- Location of Lahij Governorate in Yemen
- Location: Lahij Governorate, Yemen
- Target: Republic of Yemen Armed Forces
- Date: 10 January 2019
- Executed by: Houthis
- Casualties: 6 killed 25 injured

= 2019 Anad base drone strike =

Houthi attack in Lahij Governorate, Yemen

The Anad base drone strike was a Houthi attack carried out on 10 January 2019 in the Lahij Governorate near the southern port city of Aden. The strike killed six people attending a military parade, including the head of Yemeni Intelligence, and wounded at least 25 military personnel including a number of senior officers from the Yemeni army, the country's chief of staff, and a government official.

==Attack==
The attack targeted a military parade at the al-Anad airbase in the Lahij Governorate in the south of the country. A sophisticated Qasef-2K model drone exploded over the parade from a height of 20 meters and rained shrapnel down on the ground. This model drone had not previously been used by the Houthis. The wounded included Maj. Gen. Mohammad Saleh Tamah, the head of Yemen's Intelligence Service, Mohammad Jawas, a senior military commander, and Ahmed al-Turki, the governor of Lahij. General Tamah died of his injuries on January 13.

==Reaction==
The Houthis’ Al-Masirah TV announced that the aims of al-Anad base drone strike were to attack “the leadership of the invaders”.
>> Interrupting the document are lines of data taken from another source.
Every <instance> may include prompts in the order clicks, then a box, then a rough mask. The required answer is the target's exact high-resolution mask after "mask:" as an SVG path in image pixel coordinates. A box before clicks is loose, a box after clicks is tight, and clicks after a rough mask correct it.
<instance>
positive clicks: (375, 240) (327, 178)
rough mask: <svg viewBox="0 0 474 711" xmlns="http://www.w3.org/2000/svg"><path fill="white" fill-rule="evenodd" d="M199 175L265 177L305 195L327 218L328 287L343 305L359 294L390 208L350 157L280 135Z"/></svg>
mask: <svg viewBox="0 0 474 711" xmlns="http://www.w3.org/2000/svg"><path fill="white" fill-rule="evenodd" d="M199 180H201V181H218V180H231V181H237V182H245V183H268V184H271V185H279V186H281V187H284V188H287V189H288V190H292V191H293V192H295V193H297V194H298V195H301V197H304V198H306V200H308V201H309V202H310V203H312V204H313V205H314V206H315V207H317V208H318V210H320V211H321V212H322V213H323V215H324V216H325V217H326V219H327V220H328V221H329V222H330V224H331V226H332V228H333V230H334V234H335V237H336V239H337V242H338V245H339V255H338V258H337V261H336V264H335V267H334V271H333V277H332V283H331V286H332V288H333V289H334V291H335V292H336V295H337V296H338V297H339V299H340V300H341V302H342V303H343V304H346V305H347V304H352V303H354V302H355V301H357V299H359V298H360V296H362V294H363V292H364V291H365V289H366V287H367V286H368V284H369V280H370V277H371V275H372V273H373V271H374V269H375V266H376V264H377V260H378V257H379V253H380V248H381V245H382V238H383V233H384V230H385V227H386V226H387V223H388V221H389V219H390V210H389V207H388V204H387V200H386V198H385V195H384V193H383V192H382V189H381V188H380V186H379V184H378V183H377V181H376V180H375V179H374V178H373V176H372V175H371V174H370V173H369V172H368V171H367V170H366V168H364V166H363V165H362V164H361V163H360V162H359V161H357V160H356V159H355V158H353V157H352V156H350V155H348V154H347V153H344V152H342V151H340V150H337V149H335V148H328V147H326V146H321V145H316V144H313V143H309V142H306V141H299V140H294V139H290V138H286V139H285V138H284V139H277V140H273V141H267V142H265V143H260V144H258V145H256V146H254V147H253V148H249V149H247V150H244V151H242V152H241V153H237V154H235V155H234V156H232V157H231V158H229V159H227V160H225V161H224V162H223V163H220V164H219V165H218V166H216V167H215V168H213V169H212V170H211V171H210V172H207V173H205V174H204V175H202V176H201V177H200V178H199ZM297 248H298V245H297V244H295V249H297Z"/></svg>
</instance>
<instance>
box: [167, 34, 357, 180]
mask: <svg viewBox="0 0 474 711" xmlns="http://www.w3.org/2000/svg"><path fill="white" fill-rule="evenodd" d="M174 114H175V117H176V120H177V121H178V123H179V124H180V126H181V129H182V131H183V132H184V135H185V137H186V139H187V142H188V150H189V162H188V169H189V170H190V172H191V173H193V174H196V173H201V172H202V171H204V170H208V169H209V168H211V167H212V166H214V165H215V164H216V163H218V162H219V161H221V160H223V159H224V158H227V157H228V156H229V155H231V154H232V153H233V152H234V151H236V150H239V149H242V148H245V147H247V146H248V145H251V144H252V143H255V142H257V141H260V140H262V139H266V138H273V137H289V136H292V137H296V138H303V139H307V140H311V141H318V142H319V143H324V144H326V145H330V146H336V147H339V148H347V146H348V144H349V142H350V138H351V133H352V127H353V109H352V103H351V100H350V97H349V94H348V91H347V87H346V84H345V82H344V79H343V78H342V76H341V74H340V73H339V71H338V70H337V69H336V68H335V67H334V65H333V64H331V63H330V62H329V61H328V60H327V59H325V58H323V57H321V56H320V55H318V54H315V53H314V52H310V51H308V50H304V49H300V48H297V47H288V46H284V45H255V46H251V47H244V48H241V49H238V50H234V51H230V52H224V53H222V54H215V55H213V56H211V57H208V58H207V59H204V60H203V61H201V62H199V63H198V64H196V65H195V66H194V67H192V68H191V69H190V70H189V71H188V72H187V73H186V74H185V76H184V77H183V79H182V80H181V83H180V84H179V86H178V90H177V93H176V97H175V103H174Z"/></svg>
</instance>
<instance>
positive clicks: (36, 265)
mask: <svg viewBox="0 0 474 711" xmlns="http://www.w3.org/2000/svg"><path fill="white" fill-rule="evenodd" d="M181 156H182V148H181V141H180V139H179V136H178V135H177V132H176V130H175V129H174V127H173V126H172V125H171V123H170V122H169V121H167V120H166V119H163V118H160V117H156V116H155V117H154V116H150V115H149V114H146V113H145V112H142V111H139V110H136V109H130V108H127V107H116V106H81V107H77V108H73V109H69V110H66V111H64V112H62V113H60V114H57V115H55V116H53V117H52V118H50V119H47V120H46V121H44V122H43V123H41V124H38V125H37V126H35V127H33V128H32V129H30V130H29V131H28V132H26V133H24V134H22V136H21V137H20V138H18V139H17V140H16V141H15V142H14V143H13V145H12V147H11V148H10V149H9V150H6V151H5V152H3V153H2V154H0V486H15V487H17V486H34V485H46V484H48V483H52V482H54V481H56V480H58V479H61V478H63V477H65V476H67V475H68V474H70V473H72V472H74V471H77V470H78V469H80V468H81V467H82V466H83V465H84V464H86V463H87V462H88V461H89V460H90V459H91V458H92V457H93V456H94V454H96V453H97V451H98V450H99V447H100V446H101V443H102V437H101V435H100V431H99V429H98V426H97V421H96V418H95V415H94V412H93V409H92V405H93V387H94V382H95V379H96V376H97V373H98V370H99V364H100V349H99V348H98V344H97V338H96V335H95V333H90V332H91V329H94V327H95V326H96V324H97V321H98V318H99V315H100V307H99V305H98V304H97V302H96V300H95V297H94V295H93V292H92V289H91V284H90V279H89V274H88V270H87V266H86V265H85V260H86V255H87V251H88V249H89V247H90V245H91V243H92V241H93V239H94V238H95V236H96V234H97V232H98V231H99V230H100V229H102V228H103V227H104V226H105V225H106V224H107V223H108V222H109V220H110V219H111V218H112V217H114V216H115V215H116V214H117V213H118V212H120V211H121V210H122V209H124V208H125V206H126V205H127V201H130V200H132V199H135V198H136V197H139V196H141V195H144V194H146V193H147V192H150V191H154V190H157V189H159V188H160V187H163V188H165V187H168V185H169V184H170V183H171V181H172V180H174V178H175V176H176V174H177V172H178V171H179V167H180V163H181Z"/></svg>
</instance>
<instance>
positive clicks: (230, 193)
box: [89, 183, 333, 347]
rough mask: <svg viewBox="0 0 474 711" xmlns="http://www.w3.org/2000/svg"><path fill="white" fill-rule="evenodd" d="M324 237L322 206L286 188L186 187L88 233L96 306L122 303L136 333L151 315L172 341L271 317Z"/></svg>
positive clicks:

The Houthi drone attack led to pressure on the UN to suspend peace talks in Yemen.

"This is an unprecedented and pretty aggressive move for them to be hitting this base," Adam Baron, visiting fellow with the European Council on Human Relations, told ABC News. "The Houthis have not succeeded in carrying out an attack of this magnitude against a Yemeni military installation in quite some time."

Jeremy Binnie, a weapons expert who works as the Middle East and Africa editor at Jane's Defence Weekly, said he believes it's the first time the Houthis used this version of the drone in the field.